Post (POST) is another example of why breaking up is often good to do. The company was spun off from Ralcorp (RAH), which bought it from Kraft (KFT) in 2008. Ralcorp's focus is on private label brands, and it mis-managed Post, letting its popular name brands lag behind. Since Post has been flying solo, it has surged 7%, and has a huge potential for margin expansion. Post is number 3 in the ready-to-eat cereal space and plans to grab market share by spending more on advertising. The stock trades at a multiple of 12 with an 8% growth rate and has limited analyst coverage. Cramer thinks Post will go higher.
Cramer took some calls:
Limited Brands (LTD) may seem like a mixture of different businesses, but the company seems to be doing alright as one unit, and doesn't need to spin off its segments.
Oasis (OAS) should not be bought as a speculative play purely on takeover rumors.
Could The Dow Reach 17,000?
An article in Barron's brought the bears out of the woodwork; the article posited that the Dow could reach 15,000 or even 17,000 in a few years. This doesn't seem so quixotic, because 15,000 is only 17% higher than the Dow's current level, which means a bit more than 8.5% growth for two years. Cramer thinks investors have been burned over the last 12 years and don't remember a bull market, so they tend to dismiss bullish news.
Looking at the chart for the S&P 500 from 1998 to the present, there seem to be hills and valleys and sideways action. However, there is a general uptrend that shows higher highs and higher lows. Cramer thinks that once the Dow breaks 15,000, there is nothing stopping it from reaching 17,000, although this is a very long-term scenario.
Both Amazon (AMZN) and Google (GOOG) delivered disappointing quarters with lackluster guidance, but neither stock has stayed down, and both are creeping up to where they were before their misses.

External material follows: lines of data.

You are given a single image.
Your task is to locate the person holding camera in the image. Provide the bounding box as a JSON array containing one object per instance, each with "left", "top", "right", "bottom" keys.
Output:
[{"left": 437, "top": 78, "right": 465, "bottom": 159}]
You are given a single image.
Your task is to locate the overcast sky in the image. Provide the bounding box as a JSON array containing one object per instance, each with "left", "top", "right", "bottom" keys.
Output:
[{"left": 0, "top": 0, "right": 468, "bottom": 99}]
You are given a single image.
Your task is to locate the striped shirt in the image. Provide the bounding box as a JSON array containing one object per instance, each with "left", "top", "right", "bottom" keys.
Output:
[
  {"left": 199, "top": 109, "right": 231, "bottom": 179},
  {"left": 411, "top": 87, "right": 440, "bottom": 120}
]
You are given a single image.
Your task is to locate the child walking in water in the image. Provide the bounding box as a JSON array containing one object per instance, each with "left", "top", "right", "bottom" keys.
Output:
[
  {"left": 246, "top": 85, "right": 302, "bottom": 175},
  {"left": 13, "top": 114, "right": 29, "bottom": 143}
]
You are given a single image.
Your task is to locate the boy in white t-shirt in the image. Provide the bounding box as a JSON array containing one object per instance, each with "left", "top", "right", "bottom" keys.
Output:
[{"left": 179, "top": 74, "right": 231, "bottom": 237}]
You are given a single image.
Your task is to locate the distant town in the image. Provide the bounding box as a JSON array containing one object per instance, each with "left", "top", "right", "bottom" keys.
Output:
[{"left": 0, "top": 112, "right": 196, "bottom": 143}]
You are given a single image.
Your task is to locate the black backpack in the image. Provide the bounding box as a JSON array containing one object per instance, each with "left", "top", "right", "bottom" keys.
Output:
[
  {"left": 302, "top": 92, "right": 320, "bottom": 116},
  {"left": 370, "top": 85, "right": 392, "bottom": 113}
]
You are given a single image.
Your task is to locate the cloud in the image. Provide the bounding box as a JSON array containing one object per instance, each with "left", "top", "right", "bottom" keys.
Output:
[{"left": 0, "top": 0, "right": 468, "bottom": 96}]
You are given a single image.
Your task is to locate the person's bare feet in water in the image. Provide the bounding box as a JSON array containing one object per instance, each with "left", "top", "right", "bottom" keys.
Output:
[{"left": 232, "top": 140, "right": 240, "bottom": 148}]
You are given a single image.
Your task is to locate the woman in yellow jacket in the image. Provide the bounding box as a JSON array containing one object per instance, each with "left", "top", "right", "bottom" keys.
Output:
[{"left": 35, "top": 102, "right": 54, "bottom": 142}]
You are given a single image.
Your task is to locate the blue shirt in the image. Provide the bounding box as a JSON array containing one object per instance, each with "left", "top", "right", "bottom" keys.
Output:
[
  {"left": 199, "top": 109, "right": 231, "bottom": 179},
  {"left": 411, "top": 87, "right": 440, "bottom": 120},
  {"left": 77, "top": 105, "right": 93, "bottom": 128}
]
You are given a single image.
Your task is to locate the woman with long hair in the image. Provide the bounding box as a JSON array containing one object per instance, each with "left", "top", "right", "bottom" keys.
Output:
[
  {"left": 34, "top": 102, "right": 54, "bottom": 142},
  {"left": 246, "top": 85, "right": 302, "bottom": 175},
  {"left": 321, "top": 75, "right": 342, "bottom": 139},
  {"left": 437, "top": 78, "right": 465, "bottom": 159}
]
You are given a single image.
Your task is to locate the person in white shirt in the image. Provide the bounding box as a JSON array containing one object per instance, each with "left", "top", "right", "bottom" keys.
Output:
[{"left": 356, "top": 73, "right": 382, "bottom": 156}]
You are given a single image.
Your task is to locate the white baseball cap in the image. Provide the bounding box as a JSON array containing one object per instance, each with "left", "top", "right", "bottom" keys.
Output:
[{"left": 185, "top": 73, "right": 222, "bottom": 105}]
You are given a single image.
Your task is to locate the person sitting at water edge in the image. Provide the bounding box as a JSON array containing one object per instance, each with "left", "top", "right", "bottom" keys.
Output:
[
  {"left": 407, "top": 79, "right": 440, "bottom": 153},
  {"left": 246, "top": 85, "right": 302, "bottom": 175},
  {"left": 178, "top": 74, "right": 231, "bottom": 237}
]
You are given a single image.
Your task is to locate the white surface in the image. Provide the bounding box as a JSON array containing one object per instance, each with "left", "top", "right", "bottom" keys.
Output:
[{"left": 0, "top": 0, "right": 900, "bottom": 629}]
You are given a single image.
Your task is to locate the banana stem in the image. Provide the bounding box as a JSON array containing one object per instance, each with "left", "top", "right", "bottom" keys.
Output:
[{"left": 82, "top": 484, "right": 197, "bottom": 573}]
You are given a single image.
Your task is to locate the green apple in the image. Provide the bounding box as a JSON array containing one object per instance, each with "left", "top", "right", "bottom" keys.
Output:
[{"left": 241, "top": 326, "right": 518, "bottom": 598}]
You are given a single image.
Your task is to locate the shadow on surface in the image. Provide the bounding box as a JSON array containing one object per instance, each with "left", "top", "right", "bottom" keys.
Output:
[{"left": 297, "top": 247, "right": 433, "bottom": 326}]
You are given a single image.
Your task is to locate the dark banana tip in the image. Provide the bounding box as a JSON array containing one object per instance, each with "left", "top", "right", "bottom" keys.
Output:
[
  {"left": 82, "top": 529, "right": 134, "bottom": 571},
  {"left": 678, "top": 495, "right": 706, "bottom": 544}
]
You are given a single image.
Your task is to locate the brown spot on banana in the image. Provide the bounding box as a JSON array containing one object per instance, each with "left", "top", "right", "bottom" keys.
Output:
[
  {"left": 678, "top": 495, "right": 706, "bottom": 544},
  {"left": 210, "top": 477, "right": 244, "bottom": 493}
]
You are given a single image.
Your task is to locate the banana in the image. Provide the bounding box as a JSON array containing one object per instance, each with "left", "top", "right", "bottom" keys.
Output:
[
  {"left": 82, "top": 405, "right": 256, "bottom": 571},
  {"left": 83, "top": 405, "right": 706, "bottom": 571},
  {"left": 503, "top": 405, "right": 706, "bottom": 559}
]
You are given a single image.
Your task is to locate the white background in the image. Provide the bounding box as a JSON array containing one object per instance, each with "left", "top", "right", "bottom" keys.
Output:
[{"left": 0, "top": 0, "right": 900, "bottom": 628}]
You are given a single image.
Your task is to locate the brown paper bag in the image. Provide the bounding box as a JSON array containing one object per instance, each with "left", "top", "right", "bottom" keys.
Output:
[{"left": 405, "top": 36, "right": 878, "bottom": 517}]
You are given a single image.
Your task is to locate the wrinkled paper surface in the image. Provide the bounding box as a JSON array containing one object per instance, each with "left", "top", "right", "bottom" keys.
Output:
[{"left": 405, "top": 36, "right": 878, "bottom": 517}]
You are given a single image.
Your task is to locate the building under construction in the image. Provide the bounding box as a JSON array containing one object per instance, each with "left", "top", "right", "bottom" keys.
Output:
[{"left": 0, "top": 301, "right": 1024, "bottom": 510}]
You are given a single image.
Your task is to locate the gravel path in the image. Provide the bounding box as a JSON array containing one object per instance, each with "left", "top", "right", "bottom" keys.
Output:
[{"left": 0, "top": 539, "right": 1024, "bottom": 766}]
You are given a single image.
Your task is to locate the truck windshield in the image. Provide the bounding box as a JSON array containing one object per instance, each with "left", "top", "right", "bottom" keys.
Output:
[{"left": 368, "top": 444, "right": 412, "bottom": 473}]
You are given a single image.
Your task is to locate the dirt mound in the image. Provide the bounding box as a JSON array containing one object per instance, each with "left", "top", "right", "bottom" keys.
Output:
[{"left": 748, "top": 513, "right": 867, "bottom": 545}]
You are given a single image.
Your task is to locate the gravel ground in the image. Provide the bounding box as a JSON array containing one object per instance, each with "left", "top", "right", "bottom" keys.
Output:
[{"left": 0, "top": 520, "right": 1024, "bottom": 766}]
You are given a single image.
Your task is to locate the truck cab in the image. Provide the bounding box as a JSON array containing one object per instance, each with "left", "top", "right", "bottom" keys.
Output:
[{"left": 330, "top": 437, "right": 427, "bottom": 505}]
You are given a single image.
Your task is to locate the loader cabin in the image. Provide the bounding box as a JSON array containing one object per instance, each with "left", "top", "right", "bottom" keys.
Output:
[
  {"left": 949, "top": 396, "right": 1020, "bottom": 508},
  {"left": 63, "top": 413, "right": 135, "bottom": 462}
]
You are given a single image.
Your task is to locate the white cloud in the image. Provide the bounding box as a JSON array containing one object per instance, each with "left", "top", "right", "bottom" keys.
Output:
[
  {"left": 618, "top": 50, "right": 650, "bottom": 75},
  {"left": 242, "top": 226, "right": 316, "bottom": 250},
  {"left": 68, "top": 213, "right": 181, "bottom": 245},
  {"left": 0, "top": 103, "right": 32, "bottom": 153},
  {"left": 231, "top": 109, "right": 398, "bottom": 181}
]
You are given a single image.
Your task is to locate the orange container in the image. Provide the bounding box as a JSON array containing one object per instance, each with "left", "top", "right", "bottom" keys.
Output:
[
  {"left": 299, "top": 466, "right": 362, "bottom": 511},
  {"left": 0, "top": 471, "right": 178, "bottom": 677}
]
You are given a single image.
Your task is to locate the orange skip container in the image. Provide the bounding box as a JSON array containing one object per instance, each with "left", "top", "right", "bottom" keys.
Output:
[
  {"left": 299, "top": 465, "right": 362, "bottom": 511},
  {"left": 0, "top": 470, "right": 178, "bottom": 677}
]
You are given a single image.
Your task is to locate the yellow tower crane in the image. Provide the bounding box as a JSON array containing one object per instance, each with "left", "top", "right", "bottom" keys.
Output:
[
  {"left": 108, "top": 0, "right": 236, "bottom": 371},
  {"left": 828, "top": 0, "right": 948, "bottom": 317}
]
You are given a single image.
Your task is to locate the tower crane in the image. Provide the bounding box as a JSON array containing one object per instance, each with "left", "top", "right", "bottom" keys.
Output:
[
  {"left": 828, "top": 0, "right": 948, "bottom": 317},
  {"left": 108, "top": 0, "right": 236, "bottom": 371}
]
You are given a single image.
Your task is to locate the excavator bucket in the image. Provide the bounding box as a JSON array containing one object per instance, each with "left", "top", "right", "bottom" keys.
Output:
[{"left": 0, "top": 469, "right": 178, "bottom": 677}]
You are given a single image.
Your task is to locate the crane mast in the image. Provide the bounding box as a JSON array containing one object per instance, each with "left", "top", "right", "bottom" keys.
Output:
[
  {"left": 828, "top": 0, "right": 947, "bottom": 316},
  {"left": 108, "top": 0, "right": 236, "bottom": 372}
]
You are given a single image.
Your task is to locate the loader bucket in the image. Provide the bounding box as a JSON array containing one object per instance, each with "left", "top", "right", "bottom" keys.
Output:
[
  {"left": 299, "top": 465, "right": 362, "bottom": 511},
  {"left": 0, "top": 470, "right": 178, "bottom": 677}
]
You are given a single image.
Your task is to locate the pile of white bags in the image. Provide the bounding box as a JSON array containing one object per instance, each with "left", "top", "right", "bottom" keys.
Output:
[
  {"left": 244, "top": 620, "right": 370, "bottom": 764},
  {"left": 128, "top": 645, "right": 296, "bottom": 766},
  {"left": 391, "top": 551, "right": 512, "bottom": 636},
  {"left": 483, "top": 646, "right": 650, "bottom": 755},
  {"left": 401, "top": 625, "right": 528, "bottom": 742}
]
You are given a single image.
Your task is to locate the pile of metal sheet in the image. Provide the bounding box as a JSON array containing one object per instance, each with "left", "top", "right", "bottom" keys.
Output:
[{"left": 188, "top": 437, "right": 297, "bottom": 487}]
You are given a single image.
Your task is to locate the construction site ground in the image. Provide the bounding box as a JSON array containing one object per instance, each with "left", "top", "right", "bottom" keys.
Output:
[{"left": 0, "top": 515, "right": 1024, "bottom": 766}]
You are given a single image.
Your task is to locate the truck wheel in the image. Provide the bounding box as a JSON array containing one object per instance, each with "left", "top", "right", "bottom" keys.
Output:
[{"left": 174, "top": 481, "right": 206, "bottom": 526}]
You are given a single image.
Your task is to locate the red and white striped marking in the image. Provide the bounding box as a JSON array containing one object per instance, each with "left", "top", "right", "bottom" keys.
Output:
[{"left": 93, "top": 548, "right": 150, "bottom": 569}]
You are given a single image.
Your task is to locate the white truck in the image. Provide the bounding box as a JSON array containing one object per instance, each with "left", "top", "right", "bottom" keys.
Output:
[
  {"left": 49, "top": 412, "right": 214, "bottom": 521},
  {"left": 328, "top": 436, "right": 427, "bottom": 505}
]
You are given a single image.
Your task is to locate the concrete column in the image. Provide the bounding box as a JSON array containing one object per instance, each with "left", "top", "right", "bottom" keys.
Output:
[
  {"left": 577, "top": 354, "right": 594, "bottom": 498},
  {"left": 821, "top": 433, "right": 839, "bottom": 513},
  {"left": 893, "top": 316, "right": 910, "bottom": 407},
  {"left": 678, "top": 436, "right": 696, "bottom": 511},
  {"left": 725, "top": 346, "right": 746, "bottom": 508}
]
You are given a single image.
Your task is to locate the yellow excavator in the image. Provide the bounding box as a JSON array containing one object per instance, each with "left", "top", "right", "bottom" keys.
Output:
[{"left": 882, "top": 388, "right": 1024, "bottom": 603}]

Google is about to close its deal with Motorola Mobility (MMI), although it is unlikely this move will make the Android more competitive. Apple's launch of a smaller iPad might give Amazon's Kindle a run for its money. However, both companies are relatively strong. One reason for the move up is that growth funds are looking for new tech names, and are buying Amazon and Google.